Nonetheless, Taiwan is very much on the minds of the Chinese leadership, Evans said.
“Xi Jinping has repeatedly said Taiwan’s future is with China,” he said, “and hard-liners within the regime will be pushing for a firmer stance on Taiwan as time goes on.”
Growing China-U.S. tensions are based in part on the conviction among many officials that America, as its power is perceived to be waning internationally, is trying to undermine China’s rise on the world stage.
So as China has grown more powerful under Xi, it has also become more assertive in defending its interests and promoting its values abroad. That was underlined last week when a scuffle broke out during a protest outside the Chinese Consulate in Manchester, England, with one protester being dragged inside the consulate grounds and “assaulted,” according to local police. (Chinese officials dispute the account.)
At a news conference in Beijing on Thursday, China’s vice foreign minister, Ma Zhaoxu, said that his country’s diplomacy would “continue to display fighting spirit.”

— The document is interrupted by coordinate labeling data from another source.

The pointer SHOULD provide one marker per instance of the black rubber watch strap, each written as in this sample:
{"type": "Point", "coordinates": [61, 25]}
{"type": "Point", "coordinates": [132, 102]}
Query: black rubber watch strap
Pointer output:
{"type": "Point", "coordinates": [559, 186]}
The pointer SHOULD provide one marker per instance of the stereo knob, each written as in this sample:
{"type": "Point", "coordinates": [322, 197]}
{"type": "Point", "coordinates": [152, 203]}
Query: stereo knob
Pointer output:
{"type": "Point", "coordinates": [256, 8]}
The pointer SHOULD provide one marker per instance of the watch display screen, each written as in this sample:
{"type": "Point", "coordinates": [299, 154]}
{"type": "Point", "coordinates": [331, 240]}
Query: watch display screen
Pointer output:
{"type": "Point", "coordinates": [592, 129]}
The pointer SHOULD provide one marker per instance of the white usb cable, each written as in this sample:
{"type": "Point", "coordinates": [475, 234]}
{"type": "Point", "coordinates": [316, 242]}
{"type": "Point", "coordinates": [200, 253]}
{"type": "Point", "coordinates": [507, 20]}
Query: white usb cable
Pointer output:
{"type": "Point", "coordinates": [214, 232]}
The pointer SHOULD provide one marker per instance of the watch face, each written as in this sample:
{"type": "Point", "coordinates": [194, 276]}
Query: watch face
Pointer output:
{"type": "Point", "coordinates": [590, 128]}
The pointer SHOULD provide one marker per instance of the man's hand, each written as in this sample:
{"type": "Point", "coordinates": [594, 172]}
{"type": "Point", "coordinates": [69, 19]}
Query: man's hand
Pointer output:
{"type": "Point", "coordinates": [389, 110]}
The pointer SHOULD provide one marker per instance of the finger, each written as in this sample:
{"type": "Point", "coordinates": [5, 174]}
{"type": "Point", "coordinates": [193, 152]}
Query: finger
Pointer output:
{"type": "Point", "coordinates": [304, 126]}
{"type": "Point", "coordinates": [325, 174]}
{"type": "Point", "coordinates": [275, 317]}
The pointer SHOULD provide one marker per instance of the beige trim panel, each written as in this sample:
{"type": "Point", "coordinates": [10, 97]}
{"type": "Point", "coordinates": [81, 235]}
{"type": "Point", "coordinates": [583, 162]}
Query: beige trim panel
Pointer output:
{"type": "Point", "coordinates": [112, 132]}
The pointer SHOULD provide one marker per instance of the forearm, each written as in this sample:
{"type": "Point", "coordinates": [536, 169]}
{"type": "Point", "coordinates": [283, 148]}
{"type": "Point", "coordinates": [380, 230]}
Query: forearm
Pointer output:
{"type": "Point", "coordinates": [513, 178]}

At the United Nations and other global bodies, countries have often been caught in the middle as China and the U.S.-led West clash over the erosion of civil liberties in the Chinese territory of Hong Kong, rights abuses in China’s Xinjiang region and Russia’s war in Ukraine, as well as economic issues. A U.S. ban imposed this month on the sale of advanced computer chips to China could constrain countries all over the world.

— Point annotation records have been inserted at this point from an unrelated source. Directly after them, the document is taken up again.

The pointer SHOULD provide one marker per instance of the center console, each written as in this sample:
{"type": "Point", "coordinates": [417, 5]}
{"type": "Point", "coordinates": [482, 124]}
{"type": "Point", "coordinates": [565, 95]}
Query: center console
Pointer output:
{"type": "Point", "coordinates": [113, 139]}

Developing countries, in particular, will find it increasingly tricky to avoid choosing a side, Evans said.
“It’ll be either through pressure from the U.S. or from China very much a case of ‘You’re either with us or you’re against us,’” he said.
Where are the women?
In his speech opening the party congress on Oct. 16, Xi said he remained “committed to the fundamental national policy of gender equality.” But only 11 of the new Central Committee’s 205 members are women, and there is not a single woman in the new 24-member Politburo. (The previous Politburo’s only female member, Sun Chunlan, retired at 72.)
The gender disparity cuts through multiple levels of Chinese politics. Only about a third of the Chinese Communist Party’s 96 million members are women, and just a handful of women have ever served on the Politburo, according to a report by the U.S.-China Economic and Security Review Commission. No woman has ever served on the Politburo Standing Committee.
“Politics is traditionally regarded as a male-dominated profession,” said Yun Sun, director of the China program at the Stimson Center, a think tank in Washington. “And if you look at 5,000 years of Chinese history, there was only one female empress or female emperor, and she was regarded as an anomaly.”
China’s lack of female representation comes down to women not moving high enough on the political ladder to be considered for top positions, said Rui Zhong, program associate at the Wilson Center in Washington. Women who rise to the vice premier level tend to be given “softer” responsibilities like health, education and sports.
But having more women in leadership wouldn’t necessarily change the situation for women in China, where the government has cracked down on feminist activism and encouraged women to embrace more traditional roles.
“At the end of the day, it all goes through Xi Jinping,” Zhong said.